Why does English football culture have a complication with accepting differences? Will progress ever be made and how will a change be made? Are higher bodies and establishments such as the FA responsible for enforcing progress? Whilst current professional football players coming out and identifying by a different sexual orientation is crucial for change, there must be other strategies and plans to allow attitudes to shift and alter. Players and fans must make a point of standing against any injustices and promoting difference within the sport.
It is crucial for all of those fortunate enough to be involved in football to support each other and celebrate differences. It isn’t only stories like Fashanu’s that should take one’s attention but players should take their anecdotes and memories of the game to the world. As a former player myself, I definitely have experienced some of the evils of the game but also moments that no other sport would provide. Granted I have never played professionally, I was able to be involved in some really strong dressing rooms with many former professionals and experienced players. Whilst I can confirm that hyper masculinity within football is very apparent, union between players during tough and challenging times brings hope to the sport. Love between players and support for one another is very heartwarming and relationships between all those at a football club are as strong as anything.

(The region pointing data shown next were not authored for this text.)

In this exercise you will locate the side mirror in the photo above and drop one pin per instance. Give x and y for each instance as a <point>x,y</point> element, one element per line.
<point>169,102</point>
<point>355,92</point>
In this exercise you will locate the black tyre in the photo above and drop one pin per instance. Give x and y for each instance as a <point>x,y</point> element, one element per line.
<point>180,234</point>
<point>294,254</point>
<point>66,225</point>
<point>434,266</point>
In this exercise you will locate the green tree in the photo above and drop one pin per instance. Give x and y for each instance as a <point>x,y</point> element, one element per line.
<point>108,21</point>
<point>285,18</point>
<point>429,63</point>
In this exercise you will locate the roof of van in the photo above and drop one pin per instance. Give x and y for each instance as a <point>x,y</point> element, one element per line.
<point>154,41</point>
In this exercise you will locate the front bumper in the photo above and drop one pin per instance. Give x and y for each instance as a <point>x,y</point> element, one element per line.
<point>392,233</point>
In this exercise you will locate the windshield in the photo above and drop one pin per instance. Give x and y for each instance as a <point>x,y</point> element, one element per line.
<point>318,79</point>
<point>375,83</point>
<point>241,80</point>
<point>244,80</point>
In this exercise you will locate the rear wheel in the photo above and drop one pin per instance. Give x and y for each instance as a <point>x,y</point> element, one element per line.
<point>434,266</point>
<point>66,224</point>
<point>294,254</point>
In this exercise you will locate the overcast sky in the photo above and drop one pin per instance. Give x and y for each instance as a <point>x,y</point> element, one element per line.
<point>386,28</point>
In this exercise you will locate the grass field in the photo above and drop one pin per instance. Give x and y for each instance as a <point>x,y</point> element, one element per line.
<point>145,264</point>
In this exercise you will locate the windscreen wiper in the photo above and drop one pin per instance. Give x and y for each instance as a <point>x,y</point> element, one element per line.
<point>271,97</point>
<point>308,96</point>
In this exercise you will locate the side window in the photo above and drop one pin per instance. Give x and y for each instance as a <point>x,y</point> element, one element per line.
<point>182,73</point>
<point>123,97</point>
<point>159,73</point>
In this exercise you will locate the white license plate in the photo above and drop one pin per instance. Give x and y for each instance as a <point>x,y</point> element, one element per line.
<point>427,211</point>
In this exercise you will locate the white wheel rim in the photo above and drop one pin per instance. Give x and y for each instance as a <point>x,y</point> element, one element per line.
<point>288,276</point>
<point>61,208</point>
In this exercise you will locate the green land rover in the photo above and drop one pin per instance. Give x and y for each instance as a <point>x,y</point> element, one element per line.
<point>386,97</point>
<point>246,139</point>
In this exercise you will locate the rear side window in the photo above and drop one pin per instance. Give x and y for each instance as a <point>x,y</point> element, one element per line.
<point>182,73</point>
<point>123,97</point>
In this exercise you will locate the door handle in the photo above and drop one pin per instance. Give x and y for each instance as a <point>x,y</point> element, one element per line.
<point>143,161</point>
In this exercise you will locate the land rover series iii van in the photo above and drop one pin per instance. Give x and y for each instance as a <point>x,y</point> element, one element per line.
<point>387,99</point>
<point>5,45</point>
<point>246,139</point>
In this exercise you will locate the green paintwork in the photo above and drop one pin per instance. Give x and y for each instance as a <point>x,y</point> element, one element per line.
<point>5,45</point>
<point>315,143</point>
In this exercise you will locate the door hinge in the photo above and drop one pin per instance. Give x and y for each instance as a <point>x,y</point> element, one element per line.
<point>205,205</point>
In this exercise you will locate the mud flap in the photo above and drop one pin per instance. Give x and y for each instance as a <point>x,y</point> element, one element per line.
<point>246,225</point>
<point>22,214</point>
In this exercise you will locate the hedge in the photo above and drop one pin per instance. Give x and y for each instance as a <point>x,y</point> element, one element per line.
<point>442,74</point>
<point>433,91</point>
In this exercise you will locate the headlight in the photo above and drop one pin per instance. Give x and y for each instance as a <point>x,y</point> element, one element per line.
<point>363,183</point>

The story of Josh Cavallo will be interesting to follow. It is saddening to hear that already been subjected to abuse by fans although it is mildly encouraging to hear that the Australian league could be imposing sanctions on the Melbourne Victory fans. Cavallo’s career and his own fight to oppose homophobia within football will be crucial to the progress of the LGBTQ+ community. His ease and happiness with his own identity will hopefully encourage the current and next generation of players to express their true identity and even more importantly encourage those of a different sexual orientation to participate in the ‘beautiful game’ and open the sport up to a far more diverse group rather than limiting it to hyper masculine and heterosexual men. The culture within football must let go of it’s strict and limiting rules and become at ease with difference. It is important not only for establishments within football to enforce change but also communities and clubs around the world to support each other and allow football to become more inclusive and comfortable for everybody.